Sequence mining algorithms
Abstract of thesis entitled "Sequence Mining Algorithms"
Submitted by Minghua ZHANG
for the degree of Doctor of Philosophy
at The University of Hong Kong
in August 2004
This thesis studies three related problems on mining patterns from sequences in the area of data mining. The three problems are: (1) mining frequent sequences from a transactional database; (2) incremental update of frequent sequences when the underlying database changes over time; and (3) mining frequently occurring periodic patterns with a gap requirement from sequences.
The first problem is to mine frequent sequences from a transactional database. A transactional database is composed of a set of sequences. Each sequence is a chronologically ordered list of transactions. The goal of this mining problem is to extract frequently occurring sequences in the database. Representative memory-efficient algorithms for this problem include GSP. We discuss the high I/O cost of GSP, particularly when the database contains long frequent sequences. To reduce the I/O requirement of GSP, we propose a new algorithm called MFS. The general strategy of MFS is to first find an approximate solution to the set of frequent sequences and then perform successive refinement until the exact set of frequent sequences is obtained. Experiments show that this successive refinement approach results in a significant improvement in I/O cost.

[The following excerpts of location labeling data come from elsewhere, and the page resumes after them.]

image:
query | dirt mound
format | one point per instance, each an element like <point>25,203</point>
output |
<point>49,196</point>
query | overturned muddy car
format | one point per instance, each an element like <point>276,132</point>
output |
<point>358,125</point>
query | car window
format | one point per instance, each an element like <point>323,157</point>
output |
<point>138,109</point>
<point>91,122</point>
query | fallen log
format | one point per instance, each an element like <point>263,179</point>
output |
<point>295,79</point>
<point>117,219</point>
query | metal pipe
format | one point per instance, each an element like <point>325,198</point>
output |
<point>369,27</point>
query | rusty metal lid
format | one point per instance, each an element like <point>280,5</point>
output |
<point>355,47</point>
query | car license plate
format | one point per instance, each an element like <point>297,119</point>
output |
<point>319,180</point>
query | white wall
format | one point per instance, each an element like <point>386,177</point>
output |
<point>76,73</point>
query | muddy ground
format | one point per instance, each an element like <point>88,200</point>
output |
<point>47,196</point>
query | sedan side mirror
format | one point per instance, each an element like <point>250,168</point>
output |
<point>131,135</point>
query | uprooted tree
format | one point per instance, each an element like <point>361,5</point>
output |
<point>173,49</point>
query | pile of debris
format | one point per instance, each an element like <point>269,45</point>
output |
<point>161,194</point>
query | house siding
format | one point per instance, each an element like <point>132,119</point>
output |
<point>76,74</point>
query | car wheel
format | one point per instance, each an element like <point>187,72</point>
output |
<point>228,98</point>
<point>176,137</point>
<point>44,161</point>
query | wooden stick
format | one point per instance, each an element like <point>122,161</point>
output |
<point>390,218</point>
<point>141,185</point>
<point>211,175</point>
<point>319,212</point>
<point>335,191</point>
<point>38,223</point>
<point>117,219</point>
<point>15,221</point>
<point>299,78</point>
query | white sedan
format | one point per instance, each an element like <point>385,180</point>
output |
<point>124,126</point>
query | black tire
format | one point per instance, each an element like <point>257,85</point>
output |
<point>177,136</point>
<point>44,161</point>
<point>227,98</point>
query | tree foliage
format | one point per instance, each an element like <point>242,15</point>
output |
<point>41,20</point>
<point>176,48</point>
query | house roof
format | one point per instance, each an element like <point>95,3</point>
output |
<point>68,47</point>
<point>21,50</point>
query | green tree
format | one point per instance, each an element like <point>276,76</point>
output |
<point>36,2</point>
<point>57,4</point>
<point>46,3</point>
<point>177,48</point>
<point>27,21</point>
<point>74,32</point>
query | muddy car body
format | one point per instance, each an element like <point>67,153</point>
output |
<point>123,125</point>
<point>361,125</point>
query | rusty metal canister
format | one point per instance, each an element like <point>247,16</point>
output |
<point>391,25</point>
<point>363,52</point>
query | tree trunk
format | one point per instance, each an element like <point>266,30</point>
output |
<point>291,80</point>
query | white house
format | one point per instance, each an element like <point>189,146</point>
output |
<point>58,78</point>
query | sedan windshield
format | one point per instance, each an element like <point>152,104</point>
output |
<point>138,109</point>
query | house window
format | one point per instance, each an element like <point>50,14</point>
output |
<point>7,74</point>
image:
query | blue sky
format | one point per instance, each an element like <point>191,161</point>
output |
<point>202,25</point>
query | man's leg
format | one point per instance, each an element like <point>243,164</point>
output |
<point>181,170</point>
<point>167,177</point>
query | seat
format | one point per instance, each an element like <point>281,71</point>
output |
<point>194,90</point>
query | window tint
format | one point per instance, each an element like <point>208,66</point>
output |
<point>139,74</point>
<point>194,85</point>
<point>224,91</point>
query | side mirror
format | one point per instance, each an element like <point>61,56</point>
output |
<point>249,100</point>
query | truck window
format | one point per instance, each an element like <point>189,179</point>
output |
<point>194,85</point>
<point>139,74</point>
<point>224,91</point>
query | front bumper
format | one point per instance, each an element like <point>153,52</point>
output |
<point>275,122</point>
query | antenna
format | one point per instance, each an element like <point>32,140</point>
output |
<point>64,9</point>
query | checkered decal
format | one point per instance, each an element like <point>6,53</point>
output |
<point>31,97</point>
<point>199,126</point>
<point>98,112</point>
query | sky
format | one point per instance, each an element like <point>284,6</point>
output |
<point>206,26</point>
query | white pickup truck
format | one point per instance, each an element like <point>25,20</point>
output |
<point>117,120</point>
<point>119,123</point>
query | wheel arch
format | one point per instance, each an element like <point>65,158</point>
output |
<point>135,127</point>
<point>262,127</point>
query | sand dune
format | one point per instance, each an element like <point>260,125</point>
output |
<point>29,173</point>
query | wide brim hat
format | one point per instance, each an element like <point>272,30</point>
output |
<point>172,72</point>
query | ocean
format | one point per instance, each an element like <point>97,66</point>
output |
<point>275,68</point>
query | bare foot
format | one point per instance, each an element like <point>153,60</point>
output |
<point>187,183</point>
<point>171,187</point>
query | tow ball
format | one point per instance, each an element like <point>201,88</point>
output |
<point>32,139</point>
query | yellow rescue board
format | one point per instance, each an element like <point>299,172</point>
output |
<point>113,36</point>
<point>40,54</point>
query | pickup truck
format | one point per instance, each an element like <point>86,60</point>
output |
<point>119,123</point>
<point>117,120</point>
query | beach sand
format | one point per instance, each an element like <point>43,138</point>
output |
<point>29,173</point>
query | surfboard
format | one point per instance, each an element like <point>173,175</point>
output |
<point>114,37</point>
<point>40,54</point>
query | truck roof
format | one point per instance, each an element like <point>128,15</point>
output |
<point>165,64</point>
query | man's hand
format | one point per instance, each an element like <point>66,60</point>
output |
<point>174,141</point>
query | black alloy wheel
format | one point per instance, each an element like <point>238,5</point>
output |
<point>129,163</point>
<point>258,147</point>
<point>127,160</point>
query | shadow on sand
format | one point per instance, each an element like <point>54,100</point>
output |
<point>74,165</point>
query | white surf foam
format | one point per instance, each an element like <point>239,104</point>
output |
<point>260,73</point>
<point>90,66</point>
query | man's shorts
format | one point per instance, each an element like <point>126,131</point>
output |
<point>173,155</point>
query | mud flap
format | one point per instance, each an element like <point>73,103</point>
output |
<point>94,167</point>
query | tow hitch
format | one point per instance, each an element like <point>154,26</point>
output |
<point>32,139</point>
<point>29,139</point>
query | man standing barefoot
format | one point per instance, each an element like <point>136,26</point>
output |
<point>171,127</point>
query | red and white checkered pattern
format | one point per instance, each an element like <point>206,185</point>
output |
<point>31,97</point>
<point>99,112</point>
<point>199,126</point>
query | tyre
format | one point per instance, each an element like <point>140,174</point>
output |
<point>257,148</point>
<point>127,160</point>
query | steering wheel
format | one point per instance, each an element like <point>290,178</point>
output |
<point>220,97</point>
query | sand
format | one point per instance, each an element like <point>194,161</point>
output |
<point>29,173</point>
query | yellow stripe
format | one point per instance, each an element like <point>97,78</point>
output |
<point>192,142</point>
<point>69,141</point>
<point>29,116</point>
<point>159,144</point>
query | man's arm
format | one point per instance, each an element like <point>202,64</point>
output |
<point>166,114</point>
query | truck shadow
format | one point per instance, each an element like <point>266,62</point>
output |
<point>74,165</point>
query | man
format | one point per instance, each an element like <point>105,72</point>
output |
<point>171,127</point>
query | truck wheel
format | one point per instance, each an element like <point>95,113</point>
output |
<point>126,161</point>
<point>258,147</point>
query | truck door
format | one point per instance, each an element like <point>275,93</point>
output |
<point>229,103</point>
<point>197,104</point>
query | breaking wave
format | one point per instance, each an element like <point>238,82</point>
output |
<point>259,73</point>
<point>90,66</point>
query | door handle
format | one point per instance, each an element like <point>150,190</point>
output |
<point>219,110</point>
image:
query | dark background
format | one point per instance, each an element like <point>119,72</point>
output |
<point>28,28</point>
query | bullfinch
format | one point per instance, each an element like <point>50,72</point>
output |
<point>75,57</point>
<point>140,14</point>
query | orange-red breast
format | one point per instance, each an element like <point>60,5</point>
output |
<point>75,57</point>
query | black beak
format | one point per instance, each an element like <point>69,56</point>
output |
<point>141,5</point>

The second problem we study is the incremental update of frequent sequences. We discuss how MFS can be applied to the incremental update problem. In particular, the result of a previous mining exercise can be used (by MFS) as a good initial approximate solution for the mining of an updated database. This
results in an I/O efficient algorithm. To improve processing efficiency, we devise pruning techniques that, when coupled with GSP or MFS, result in two algorithms, GSP+ and MFS+, that are both CPU and I/O efficient. We also compare our incremental algorithms GSP+ and MFS+ with another incremental algorithm ISM. The comparison allows us to choose a suitable algorithm for solving the incremental update problem given a particular application with a specific dataset characteristic and a particular computing environment.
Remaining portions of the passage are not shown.